Elsevier

Nutrition Research

Volume 85, January 2021, Pages 21-30
Nutrition Research

Frailty status is related to general and abdominal obesity in older adults

https://doi.org/10.1016/j.nutres.2020.10.009Get rights and content

Abstract

The association between frailty and obesity may differ according to the heterogeneity of body mass index (BMI) and waist circumference (WC) phenotypes in older adults. We hypothesized that the use of simple indicators of general and abdominal obesity combined, may more accurately represent obesity and allow to further elucidate on how frailty status and its criteria are related to obesity.
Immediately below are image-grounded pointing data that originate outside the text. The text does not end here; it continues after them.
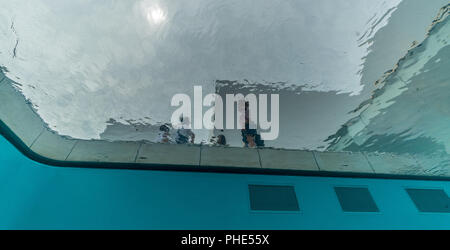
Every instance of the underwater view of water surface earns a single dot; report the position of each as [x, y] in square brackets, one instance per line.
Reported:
[351, 75]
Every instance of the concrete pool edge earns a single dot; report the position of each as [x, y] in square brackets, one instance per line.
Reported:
[23, 127]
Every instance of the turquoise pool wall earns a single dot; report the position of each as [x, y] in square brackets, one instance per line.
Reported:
[36, 196]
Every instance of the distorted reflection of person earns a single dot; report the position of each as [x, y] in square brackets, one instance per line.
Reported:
[250, 137]
[164, 134]
[184, 133]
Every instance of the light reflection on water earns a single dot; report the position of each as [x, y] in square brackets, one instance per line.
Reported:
[109, 70]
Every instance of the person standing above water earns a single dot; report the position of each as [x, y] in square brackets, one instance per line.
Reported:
[185, 134]
[164, 135]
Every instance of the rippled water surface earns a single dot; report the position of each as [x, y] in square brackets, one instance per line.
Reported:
[108, 69]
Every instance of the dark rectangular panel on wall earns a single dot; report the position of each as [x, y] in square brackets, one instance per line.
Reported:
[356, 199]
[430, 200]
[273, 198]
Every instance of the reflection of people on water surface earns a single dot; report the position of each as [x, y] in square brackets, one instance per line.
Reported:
[250, 137]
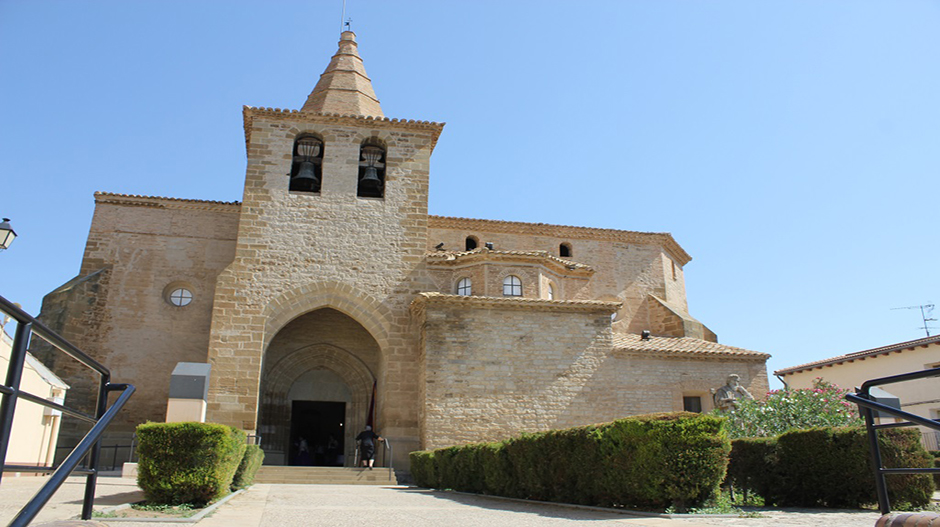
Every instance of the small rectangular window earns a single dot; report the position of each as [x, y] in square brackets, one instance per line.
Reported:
[692, 404]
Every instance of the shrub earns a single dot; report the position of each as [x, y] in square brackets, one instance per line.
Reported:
[752, 465]
[794, 409]
[251, 462]
[653, 461]
[830, 467]
[187, 462]
[423, 469]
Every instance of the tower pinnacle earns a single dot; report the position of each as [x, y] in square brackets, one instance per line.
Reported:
[344, 87]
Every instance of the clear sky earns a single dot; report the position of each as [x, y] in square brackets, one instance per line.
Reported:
[791, 147]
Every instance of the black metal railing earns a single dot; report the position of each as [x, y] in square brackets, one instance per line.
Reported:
[90, 446]
[868, 407]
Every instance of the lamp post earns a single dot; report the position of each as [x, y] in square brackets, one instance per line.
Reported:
[7, 234]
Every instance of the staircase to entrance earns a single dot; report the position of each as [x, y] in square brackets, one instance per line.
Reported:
[325, 475]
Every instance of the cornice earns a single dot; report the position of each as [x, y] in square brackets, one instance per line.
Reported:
[862, 355]
[134, 200]
[663, 239]
[480, 255]
[250, 112]
[530, 304]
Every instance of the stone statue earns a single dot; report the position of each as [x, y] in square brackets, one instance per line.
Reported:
[726, 397]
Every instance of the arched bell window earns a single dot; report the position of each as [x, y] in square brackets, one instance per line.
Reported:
[371, 170]
[512, 286]
[306, 173]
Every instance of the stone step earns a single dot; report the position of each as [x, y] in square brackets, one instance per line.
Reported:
[324, 476]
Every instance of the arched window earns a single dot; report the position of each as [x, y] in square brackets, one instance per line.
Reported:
[371, 170]
[512, 286]
[306, 172]
[464, 287]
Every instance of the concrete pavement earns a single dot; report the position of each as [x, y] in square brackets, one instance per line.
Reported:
[266, 505]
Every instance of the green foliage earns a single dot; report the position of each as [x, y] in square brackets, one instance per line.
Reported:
[784, 410]
[829, 467]
[423, 469]
[251, 462]
[650, 461]
[751, 465]
[187, 462]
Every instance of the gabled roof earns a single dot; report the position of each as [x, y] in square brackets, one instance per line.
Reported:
[683, 346]
[861, 355]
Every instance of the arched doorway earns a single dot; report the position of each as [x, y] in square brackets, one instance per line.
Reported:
[317, 381]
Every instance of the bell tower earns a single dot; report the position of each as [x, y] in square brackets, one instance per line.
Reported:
[334, 215]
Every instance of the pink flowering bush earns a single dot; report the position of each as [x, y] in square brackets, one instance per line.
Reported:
[784, 410]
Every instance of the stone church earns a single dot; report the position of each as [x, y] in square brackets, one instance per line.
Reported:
[328, 298]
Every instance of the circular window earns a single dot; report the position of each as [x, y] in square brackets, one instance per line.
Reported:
[180, 297]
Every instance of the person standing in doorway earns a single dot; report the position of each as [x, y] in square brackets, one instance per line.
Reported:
[367, 439]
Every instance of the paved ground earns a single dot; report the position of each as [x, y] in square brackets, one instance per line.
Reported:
[339, 505]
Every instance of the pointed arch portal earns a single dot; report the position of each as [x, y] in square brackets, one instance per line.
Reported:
[316, 389]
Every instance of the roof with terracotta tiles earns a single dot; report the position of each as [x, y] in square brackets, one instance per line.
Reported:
[159, 201]
[663, 239]
[344, 84]
[685, 346]
[858, 355]
[482, 253]
[506, 302]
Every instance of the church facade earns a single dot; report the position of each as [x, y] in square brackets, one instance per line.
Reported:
[329, 297]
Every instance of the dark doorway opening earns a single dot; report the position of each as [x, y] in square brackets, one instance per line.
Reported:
[316, 433]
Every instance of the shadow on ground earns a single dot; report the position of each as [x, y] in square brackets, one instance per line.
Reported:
[547, 510]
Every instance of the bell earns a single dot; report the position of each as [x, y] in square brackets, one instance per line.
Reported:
[371, 178]
[306, 178]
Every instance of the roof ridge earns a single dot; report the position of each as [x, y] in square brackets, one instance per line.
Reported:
[881, 350]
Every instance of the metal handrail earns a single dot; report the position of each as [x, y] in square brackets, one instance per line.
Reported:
[90, 445]
[867, 408]
[388, 455]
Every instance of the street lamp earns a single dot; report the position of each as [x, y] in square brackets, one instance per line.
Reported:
[7, 234]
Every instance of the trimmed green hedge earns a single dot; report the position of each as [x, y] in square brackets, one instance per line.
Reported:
[830, 467]
[187, 462]
[652, 461]
[251, 462]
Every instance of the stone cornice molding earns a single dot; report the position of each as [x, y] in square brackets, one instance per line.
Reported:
[134, 200]
[249, 113]
[686, 355]
[529, 304]
[484, 255]
[662, 239]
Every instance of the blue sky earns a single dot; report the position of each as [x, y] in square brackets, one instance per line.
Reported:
[791, 147]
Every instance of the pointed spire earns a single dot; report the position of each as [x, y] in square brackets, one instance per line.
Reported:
[344, 87]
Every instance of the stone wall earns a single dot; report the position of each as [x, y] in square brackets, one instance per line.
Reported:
[496, 367]
[628, 265]
[117, 309]
[297, 252]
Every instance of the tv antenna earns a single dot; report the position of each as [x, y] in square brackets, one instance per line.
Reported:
[926, 311]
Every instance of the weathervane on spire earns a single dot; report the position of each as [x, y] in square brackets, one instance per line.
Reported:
[347, 22]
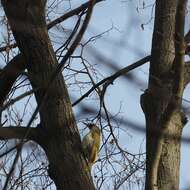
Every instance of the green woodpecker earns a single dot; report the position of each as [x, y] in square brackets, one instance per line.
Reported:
[91, 144]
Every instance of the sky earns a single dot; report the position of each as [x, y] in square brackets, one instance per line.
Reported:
[128, 41]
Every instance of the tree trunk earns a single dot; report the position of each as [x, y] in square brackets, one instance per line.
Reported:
[161, 102]
[58, 133]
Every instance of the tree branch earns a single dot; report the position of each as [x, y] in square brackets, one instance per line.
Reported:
[111, 78]
[9, 74]
[12, 132]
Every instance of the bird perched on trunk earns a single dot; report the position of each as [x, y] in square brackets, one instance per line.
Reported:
[91, 144]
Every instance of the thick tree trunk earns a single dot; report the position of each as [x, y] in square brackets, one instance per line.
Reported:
[58, 131]
[161, 102]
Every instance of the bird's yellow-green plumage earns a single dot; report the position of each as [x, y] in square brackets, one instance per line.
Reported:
[91, 144]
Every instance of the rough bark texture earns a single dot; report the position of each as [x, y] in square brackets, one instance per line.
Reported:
[58, 131]
[161, 102]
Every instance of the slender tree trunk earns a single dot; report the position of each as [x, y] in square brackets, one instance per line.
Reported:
[58, 133]
[161, 102]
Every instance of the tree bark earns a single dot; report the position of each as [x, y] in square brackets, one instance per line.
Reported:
[161, 102]
[58, 133]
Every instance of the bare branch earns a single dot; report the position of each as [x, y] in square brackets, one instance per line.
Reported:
[71, 13]
[9, 74]
[12, 132]
[111, 78]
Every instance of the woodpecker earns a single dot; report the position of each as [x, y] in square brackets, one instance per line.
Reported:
[91, 144]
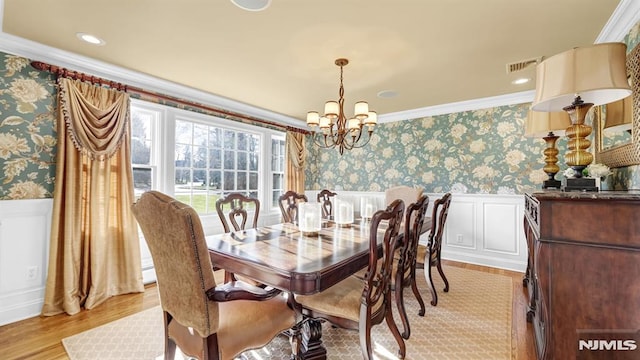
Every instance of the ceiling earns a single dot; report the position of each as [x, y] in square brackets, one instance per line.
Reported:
[431, 52]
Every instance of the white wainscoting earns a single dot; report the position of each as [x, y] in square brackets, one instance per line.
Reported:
[25, 227]
[482, 229]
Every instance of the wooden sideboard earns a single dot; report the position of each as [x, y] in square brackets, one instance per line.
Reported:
[583, 273]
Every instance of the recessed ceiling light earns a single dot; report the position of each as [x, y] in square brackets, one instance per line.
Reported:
[520, 81]
[91, 39]
[386, 94]
[252, 5]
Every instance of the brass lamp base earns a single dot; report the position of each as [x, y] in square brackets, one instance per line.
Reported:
[552, 184]
[579, 184]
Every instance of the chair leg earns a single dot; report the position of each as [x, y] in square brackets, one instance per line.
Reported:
[169, 344]
[398, 291]
[434, 295]
[444, 278]
[365, 341]
[414, 288]
[396, 333]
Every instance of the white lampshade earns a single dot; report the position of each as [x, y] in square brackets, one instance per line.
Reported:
[619, 115]
[372, 119]
[313, 118]
[596, 73]
[539, 123]
[354, 124]
[325, 123]
[361, 110]
[331, 109]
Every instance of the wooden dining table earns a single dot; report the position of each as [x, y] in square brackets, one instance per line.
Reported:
[283, 257]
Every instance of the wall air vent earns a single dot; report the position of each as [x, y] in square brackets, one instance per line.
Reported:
[522, 64]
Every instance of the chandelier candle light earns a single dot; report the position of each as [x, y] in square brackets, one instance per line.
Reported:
[589, 76]
[335, 129]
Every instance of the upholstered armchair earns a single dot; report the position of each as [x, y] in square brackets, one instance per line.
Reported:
[289, 205]
[205, 319]
[360, 303]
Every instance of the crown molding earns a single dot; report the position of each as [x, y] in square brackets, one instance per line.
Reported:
[624, 17]
[468, 105]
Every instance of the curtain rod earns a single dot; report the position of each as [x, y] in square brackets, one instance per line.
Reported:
[72, 74]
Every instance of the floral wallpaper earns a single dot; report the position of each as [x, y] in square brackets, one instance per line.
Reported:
[626, 178]
[481, 151]
[27, 130]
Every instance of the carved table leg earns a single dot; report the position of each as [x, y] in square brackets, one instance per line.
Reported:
[306, 340]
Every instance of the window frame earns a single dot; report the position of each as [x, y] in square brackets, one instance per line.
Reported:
[165, 164]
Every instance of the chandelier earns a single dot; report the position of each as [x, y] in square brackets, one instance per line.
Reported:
[335, 129]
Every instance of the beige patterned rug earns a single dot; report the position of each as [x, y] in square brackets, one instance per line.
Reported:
[471, 321]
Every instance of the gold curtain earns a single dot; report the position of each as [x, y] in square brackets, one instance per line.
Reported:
[95, 251]
[295, 155]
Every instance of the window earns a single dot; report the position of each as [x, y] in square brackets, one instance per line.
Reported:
[277, 169]
[143, 126]
[211, 161]
[197, 158]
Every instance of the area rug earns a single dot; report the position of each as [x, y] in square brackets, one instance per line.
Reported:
[471, 321]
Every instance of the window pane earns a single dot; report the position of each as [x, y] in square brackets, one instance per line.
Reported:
[229, 159]
[242, 181]
[199, 178]
[229, 180]
[253, 181]
[242, 161]
[215, 159]
[253, 162]
[277, 181]
[199, 156]
[215, 179]
[183, 176]
[200, 133]
[183, 155]
[242, 141]
[229, 140]
[254, 143]
[215, 137]
[141, 179]
[184, 131]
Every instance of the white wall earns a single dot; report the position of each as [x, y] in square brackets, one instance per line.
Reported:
[24, 249]
[483, 229]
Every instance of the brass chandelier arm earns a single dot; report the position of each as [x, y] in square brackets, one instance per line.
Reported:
[348, 132]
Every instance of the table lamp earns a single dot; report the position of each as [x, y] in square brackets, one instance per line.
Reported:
[549, 126]
[575, 81]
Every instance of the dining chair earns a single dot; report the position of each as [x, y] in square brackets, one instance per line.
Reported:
[405, 193]
[237, 205]
[204, 319]
[405, 269]
[324, 197]
[237, 210]
[289, 205]
[431, 253]
[359, 304]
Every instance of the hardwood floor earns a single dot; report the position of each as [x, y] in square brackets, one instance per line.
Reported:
[40, 337]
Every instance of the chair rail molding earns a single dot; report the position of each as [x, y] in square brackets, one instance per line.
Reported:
[25, 227]
[482, 229]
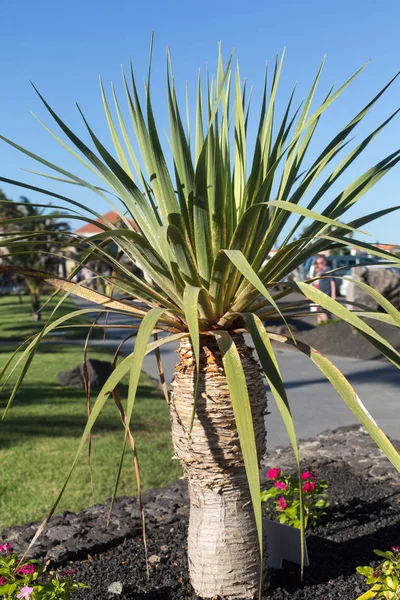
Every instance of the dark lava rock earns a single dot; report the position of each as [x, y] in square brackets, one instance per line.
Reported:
[363, 515]
[98, 372]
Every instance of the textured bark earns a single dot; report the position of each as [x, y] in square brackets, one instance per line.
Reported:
[223, 547]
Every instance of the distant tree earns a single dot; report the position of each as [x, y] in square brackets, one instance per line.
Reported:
[44, 238]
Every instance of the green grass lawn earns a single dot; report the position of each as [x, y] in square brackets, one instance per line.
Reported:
[40, 434]
[16, 321]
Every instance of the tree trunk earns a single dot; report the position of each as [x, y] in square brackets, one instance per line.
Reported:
[223, 549]
[36, 314]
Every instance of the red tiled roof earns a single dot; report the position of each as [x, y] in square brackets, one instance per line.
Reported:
[111, 216]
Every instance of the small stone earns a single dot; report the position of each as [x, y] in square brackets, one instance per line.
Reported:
[154, 559]
[115, 587]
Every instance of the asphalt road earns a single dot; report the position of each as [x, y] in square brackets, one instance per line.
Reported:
[315, 404]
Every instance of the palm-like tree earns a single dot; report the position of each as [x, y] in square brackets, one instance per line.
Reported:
[206, 225]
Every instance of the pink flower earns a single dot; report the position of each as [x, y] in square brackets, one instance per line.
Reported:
[25, 592]
[26, 570]
[309, 486]
[282, 503]
[308, 475]
[280, 485]
[273, 473]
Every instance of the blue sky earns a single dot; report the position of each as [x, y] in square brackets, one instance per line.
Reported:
[63, 47]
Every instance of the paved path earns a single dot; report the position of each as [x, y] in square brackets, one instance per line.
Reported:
[316, 405]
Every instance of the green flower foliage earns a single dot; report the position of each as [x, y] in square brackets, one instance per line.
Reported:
[384, 579]
[28, 580]
[284, 498]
A sample of 1444 older adults, aged ≥65 years (Nutrition UP 65 study) was included in a cross-sectional analysis. General and abdominal obesity were defined according to World Health Organization BMI and WC cut-offs, and frailty by Fried et al. phenotype. A cluster analysis defined groups according to BMI and WC levels. Overweight (BMI between 25.0 and 29.9 kg/m2; 44.6%), general obesity (BMI ≥30.0 kg/m2; 39.0%), and abdominal obesity (WC >102 cm for men and >88 cm for women) were highly frequent (66.5%). Prefrailty (odds ratio [OR]: 2.33; 95% confidence interval [CI]: 1.52-3.57) and frailty (OR: 2.87; 95% CI: 1.58-5.22) were directly associated with the “general and abdominal obesity” cluster. Regarding frailty criteria, low handgrip strength (OR: 2.29; 95% CI: 1.55-3.38) and weight loss (OR: 0.27; 95% CI: 0.14-0.52) were also associated with this cluster. In this sample of older adults presenting a high frequency of overweight and obesity, prefrailty and frailty are linked to higher levels of adiposity, but only when both general and abdominal obesity are present. Present results emphasize the importance of the evaluation of both BMI and WC in the geriatric clinical practice and suggest that older adults presenting both general and abdominal obesity should be routinely screened for frailty.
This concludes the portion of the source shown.